Latest update February 23rd, 2026 10:03 AM
Apr 12, 2020 Features / Columnists, Peeping Tom
The first week of the partial lockdown has been ineffective. It has no positive effect on the growth of new cases and on the death rate. Stronger enforcement measures, such as a naming and shaming, are needed to make sure all but essential workers stay at home. Unless this is done, we may join the United States where, on Thursday, a person died every minute from coronavirus complications.
The lockdown has not changed anything in Guyana. Guyanese have found ways to continue to go about their normal business, lockdown or no lockdown.
Non-essential businesses are the biggest villains. Many beer gardens are still accommodating patrons to imbibe on their premises. Many haberdasheries, clothing, electronic, electrical and hardware stores, are selling through closed gates. Vendors are still plying their trade on pavements. Private construction is taking place at some locations, according to reports.
People are still interacting in groups. Some minibuses are flouting the regulations. The travelling public are boarding the buses, regardless of how many persons the buses are carrying. Boyfriends are towing their girlfriends on bicycles and motorcycles. Boys and men are still meeting for an afternoon gaff, even though this is not allowed. Recently, there was an incident while some men were playing a game of dominoes.
This is high-class slackness. The partial lockdown is not working. Enforcement needs to be stepped up. The civil powers, namely the police, need assistance. It has to be questioned why the military has not been enlisted to assist both the police and the health sector. This type of assistance is part of their constitutional responsibility.
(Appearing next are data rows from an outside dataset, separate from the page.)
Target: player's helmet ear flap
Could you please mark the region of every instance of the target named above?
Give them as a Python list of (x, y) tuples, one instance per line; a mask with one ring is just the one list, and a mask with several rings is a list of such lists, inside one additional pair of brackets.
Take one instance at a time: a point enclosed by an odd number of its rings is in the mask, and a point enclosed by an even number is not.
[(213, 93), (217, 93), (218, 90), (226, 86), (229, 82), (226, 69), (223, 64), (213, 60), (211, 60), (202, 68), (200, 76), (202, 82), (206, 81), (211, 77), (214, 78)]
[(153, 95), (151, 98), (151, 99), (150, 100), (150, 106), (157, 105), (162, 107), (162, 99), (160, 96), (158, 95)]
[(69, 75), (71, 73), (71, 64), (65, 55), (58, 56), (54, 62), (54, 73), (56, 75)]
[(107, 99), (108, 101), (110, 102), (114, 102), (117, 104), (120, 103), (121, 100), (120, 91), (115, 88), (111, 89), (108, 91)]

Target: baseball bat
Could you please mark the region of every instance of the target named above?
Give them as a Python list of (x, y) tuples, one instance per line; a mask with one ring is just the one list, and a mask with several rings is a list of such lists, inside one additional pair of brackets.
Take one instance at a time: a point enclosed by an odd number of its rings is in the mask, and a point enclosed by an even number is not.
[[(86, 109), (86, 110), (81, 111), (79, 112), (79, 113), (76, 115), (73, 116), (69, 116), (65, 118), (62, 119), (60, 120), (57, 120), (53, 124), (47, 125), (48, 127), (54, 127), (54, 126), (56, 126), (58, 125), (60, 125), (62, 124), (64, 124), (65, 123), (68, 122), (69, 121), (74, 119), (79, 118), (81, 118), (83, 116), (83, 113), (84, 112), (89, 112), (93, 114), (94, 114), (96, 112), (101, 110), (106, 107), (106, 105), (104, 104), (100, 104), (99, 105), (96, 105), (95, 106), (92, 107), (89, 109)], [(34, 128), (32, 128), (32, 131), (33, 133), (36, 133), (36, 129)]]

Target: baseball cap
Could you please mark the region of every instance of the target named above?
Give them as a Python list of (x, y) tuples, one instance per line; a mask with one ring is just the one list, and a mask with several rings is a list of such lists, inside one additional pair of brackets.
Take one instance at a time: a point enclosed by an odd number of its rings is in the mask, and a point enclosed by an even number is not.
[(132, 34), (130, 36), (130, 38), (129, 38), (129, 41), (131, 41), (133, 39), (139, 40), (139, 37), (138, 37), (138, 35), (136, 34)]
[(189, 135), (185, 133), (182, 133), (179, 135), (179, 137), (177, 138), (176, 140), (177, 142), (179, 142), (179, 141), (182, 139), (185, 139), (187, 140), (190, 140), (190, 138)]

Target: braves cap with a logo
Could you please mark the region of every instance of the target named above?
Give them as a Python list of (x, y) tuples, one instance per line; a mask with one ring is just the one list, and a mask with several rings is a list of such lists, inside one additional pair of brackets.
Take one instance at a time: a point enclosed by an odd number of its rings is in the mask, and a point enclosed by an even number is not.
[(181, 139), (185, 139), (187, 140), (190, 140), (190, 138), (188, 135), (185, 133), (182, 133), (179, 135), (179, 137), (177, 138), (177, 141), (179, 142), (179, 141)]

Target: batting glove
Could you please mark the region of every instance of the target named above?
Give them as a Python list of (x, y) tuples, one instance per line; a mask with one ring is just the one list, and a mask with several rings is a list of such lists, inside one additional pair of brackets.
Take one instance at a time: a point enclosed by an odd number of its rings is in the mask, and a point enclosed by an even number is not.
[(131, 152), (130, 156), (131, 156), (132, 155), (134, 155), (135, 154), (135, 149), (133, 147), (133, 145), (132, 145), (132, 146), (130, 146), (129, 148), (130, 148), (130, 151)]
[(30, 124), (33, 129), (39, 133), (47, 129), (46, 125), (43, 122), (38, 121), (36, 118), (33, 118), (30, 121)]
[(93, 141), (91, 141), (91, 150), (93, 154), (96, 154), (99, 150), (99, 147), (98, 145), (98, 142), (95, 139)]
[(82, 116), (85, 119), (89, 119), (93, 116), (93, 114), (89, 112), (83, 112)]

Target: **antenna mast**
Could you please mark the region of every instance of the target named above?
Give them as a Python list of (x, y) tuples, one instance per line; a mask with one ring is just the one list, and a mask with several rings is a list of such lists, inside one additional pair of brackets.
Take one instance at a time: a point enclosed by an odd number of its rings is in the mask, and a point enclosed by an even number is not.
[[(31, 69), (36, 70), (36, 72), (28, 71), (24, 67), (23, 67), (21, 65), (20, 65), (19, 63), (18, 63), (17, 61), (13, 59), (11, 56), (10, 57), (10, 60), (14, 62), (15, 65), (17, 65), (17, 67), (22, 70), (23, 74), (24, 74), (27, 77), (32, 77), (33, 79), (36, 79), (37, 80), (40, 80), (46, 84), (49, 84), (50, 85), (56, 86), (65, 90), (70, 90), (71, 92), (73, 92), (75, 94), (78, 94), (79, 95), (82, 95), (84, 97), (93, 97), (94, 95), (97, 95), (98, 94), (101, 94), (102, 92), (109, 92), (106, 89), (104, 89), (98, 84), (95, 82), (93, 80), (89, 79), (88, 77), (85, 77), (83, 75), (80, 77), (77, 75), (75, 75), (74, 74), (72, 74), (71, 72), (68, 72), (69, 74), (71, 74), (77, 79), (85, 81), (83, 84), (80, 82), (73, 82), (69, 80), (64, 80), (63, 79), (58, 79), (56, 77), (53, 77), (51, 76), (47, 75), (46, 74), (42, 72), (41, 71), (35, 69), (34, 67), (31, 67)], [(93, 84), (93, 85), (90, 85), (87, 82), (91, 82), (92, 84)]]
Guyana was already in problems before the belated announcement of the partial lockdown. The ineffectiveness of the first week of the partial lockdown will set us further back. And we know that means that more persons will get infected and more lives are going to be lost.
PAHO/WHO has done a model with the Ministry of Public Health which estimates some 20,000 infections if nothing was done. If we assume a 5% death rate, it would mean that more persons are likely to die from the coronavirus than were killed in Guyana’s greatest human tragedy – the mass murder suicide of more than 900 American citizens at Jonestown in 1978.
Guyana cannot afford such high mortalities. Stronger action must be taken to have more than 90% of the population at home during the daytime.
People are not getting the idea behind social distancing. The purpose of social distancing is not just to allow for a safe distance between persons. The primary purpose is to reduce the number of persons with whom any one person makes contact within a specified period.
Some people are taking social distancing to mean that if you see someone four times per week, you should only see them one time per week. That is not social distancing. The theory behind it is that transmission of infectious diseases will be reduced if you reduce the number of persons you interact with physically each day. This is different from reducing the number of times you see an individual.
In any one week, you may see someone every day. If that person is infected, it does not matter if you only see that person only one time a week. They can give you the infection based only on that contact.
It has been calculated that if an infected person reduces personal contact by 50%, they would only infect 15 persons per month. Of course, each of those fifteen would infect another 15, and each of those 225 persons another 15. This is called exponential growth.
If, however, personal contact was reduced by 75%, an infected person would infect only 2.5 persons per month, which is the mean per capita for global infections.
On the other hand, without any social distancing, an infected person can spread the virus to more than 400 persons per month. This explains why more than 500,000 Americans have been confirmed as being infected with the coronavirus.
The Math is not wrong. Unless there is stronger enforcement of the partial lockdown, Guyana will become a mass cemetery.
The public should ask themselves a question. Why do they think the local authorities are equipping a hotel to hold 350 coronavirus patients? The authorities know what is likely to happen unless people stay at home. And they know that Guyanese ‘ears-hard’.
(The views expressed in this article are those of the author and do not necessarily reflect the opinions of this newspaper.)